Die Autoren dieses reich bebilderten Buches sind der mit dem Grimme-Preis und dem Bayrischen Fernsehpreis ausgezeichnete Autor Daniel Speck und der renommierte Fotograf Gio Martorana.
Das Werk ist kein klassisches Kochbuch, erfährt man gleich zu Beginn, obschon sich alles ums Essen drehe. Vorgestellt werden drei Köche aus drei Kulturräumen des Mittelmeeres. Charakterisiert werden sie als leidenschaftliche Genießer, großzügige Gastgeber und faszinierende Geschichtenerzähler. Bei den Köchen handelt es sich um Martina Caruso aus Salina, Jacob Lellouche aus Tunis und Fadi Kattan aus Betlehem. Diese Männer stellen in der vorliegenden Publikation ihre ganz persönlichen Rezepte vor. Für diese drei Köche sei Kochen mehr als die Zubereitung von Lebensmitteln, es handele sich um das Öffnen einer Tür. Es gehe um die Geschichten hinter den Gerichten, denn jedes Gericht erzählt von einer Reise, einer Begegnung, einer Verwandlung. So viel zur Einstimmung.

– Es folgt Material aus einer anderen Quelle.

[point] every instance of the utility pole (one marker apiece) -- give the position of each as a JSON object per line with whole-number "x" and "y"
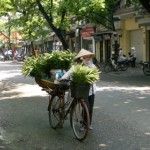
{"x": 9, "y": 31}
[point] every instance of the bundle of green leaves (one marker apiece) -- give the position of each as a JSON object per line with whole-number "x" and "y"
{"x": 85, "y": 75}
{"x": 40, "y": 66}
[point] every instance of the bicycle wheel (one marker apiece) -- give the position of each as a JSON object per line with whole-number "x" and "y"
{"x": 146, "y": 70}
{"x": 54, "y": 111}
{"x": 80, "y": 120}
{"x": 124, "y": 66}
{"x": 107, "y": 68}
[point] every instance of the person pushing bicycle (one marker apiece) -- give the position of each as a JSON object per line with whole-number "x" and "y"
{"x": 86, "y": 57}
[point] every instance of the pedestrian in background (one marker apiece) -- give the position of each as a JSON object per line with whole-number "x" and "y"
{"x": 133, "y": 53}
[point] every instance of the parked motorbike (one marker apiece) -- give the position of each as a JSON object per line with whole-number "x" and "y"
{"x": 112, "y": 66}
{"x": 146, "y": 68}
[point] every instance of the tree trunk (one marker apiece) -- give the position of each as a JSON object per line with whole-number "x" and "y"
{"x": 146, "y": 4}
{"x": 49, "y": 19}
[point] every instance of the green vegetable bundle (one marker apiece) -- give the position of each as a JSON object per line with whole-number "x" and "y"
{"x": 40, "y": 66}
{"x": 85, "y": 75}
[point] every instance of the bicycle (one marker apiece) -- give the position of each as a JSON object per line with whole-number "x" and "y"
{"x": 59, "y": 109}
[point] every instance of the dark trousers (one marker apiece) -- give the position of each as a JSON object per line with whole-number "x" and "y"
{"x": 133, "y": 62}
{"x": 90, "y": 104}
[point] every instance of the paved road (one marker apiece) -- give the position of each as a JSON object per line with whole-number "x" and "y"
{"x": 121, "y": 114}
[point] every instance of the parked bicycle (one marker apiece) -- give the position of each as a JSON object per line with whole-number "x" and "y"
{"x": 146, "y": 68}
{"x": 111, "y": 66}
{"x": 59, "y": 109}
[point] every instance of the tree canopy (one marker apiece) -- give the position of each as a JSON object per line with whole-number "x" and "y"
{"x": 35, "y": 18}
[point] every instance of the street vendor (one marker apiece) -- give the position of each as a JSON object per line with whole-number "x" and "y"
{"x": 86, "y": 57}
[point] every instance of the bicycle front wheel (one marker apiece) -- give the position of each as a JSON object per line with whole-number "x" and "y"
{"x": 54, "y": 111}
{"x": 80, "y": 120}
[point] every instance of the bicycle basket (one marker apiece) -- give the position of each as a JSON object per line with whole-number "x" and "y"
{"x": 80, "y": 91}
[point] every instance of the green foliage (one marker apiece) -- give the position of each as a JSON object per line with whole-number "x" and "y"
{"x": 40, "y": 66}
{"x": 84, "y": 74}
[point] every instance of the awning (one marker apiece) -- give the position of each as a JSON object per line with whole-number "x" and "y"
{"x": 1, "y": 44}
{"x": 144, "y": 22}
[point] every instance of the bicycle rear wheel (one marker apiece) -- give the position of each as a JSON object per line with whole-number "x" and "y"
{"x": 80, "y": 120}
{"x": 54, "y": 111}
{"x": 107, "y": 68}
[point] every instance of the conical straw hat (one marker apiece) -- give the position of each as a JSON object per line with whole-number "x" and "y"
{"x": 84, "y": 52}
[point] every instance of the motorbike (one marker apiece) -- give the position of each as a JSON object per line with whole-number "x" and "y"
{"x": 112, "y": 66}
{"x": 146, "y": 68}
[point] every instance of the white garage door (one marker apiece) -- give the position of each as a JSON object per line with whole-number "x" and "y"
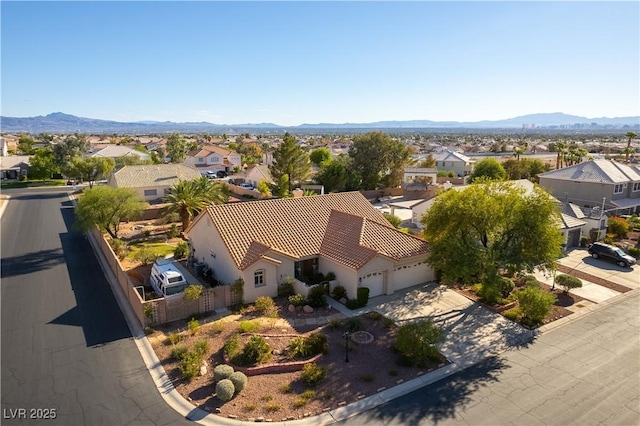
{"x": 374, "y": 282}
{"x": 412, "y": 274}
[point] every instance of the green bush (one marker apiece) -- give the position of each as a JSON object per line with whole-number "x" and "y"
{"x": 315, "y": 299}
{"x": 181, "y": 251}
{"x": 256, "y": 351}
{"x": 567, "y": 282}
{"x": 173, "y": 231}
{"x": 222, "y": 371}
{"x": 190, "y": 364}
{"x": 535, "y": 304}
{"x": 265, "y": 305}
{"x": 297, "y": 300}
{"x": 339, "y": 292}
{"x": 312, "y": 374}
{"x": 362, "y": 296}
{"x": 225, "y": 390}
{"x": 239, "y": 381}
{"x": 417, "y": 341}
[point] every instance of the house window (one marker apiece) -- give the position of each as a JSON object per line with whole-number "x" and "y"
{"x": 258, "y": 278}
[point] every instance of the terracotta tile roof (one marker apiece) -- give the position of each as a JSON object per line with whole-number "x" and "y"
{"x": 304, "y": 227}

Das Werk ist in drei Teile untergliedert:
Teil 1: Salina
Teil 2: Tunis
Teil 3: Betlehem
Den Rezepten in den 3 Teilen des Buches, sind Texte vorangestellt, die etwas über die Ort erzählen, der gerade fokussiert wird. Es sind sehr individuelle Eindrücke, zugleich Reiseberichte mit viel wissenswertem Inhalt.
Die Rezeptergebnisse anschließend sind stets visualisiert. Die Rezepte selbst gutgegliedert und verständlich dem Leser nahegebracht. Man erfährt immer für wieviel Personen die Zutatenmenge ausreicht und wie lange die Zubereitungszeit andauert. Zudem erfährt man historisch oder sonstig Wissenswertes, auch Anekdotisches im Hinblick auf die einzelnen Rezepte.
Die Insel Salina ist berühmt für ihre Kapern. Diesbezüglich erfährt man das Ein oder Andere und erhält zudem ein Rezept für Kapern-Eis, das sich weniger als Dessert denn als Zwischengang eignet ganz ähnlich wie Basilikum-Eis.
Hervorheben möchte ich im ersten Teil das Rezept für "Zahnbrasse mit Orangen und Kopfsalat", weil es die Insel facettenreich darstellt mit all seinen typischen Zutaten. Als Abschluss eine sizilianische Süßspeise? Ja. Ich wähle die "Zitronen-Granita", nicht zuletzt, weil die Autoren viel historisch Wissenswertes zum Rezept beigefügt haben. Solche Informationen inspirieren und regen beim Genießen die Phantasie an.
Gefallen auch haben mir die Weinempfehlungen von Luca Caruso zu den Gerichten Die vorgestellten Weine im 1. Teil des Buches stammen nahezu alle aus Sizilien.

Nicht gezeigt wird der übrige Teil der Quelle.